“The management of the breath is a most important factor, as the life of the tone depends on the continuance of the breath. The student must cultivate the power of quickly inhaling a full breath and of exhaling it so gradually that she can sing a phrase lasting from ten to twenty seconds. This needs months of arduous practice. In all breathing, inhale through the nose. The lower jaw during singing should be entirely relaxed.
“The tone should be focused just back of the upper front teeth. The way to place the tone forward is to think it forward. The student must think the tone into place.
“To ‘attack’ a tone is to sing it at once, without any scooping, and with free open throat. When the throat is tightened the student loses power to attack her tones in the right way.
“Phrasing, in a limited sense, is simply musical punctuation. In its broader sense it is almost synonymous with interpretation. For it has to do not only with musical punctuation but with the grouping of tones and words in such a way that the composition is rendered intelligible as a whole, so as to express the ideas of the composer. This is where the intellectual and musical qualities of the singer are brought into requisition. She must grasp the content, whether it be song or aria, in order to effect this grouping intelligently. Accent, crescendo and diminuendo are the most important factors in phrasing. From the very beginning the student should be careful how and where she takes breath and gives accent; there must always be a reason, and thought will generally make the reason clear.

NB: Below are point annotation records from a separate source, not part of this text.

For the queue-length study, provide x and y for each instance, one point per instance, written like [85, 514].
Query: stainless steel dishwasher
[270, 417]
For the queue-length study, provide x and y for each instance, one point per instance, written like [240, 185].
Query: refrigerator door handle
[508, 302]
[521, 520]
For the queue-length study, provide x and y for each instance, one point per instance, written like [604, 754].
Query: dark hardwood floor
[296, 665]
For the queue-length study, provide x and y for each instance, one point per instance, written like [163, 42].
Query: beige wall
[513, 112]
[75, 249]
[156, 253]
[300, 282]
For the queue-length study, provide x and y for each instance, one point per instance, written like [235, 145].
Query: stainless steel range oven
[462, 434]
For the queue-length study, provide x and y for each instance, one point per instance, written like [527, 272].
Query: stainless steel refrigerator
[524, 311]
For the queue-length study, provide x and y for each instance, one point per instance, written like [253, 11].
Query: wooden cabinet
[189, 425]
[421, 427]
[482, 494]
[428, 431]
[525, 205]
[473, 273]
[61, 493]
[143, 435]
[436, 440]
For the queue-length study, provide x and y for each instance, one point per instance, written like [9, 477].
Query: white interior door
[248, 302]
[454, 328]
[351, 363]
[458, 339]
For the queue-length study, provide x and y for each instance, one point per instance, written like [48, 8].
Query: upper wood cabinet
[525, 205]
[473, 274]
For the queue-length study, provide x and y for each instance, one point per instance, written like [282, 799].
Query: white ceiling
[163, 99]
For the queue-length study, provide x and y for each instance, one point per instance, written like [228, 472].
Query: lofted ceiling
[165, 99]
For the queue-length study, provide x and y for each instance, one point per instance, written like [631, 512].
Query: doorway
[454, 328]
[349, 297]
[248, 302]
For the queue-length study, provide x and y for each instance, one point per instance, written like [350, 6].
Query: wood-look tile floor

“The first thing to be considered is the position of the body; for beauty of tone cannot be obtained unless all efforts harmonize to produce the desired result. An easy, graceful, buoyant position is essential; it can be cultivated in front of a mirror, from the first lesson.
“Tone production is the result of thought. Picture to yourself a beautiful tone; sing it on the vowel Ah. If you stood in rapture before an entrancing scene you would exclaim, Ah, how beautiful. Producing a beautiful tone rests on certain conditions. First, breath control; Second, Freedom of throat; Third, Correct focus of tone.
“We know that a stiff jaw and tongue are the greatest hindrances to the emission of good tone. Muscles of chin and tongue must be trained to become relaxed and flexible. Do not stiffen the jaw or protrude the chin, else your appearance will be painful and your tones faulty.
“To think the tone forward is quite as important as to sing it forward. Without the mental impression of correct placing, the reality cannot exist. It is much better to think the tone forward for five minutes and sing one minute, than to practice the reverse. One should practice in fifteen-minute periods and rest at least ten minutes between. The student should never sing more than two hours a day—one in the morning and one in the afternoon. As most singers love their work, many are inclined to overdo.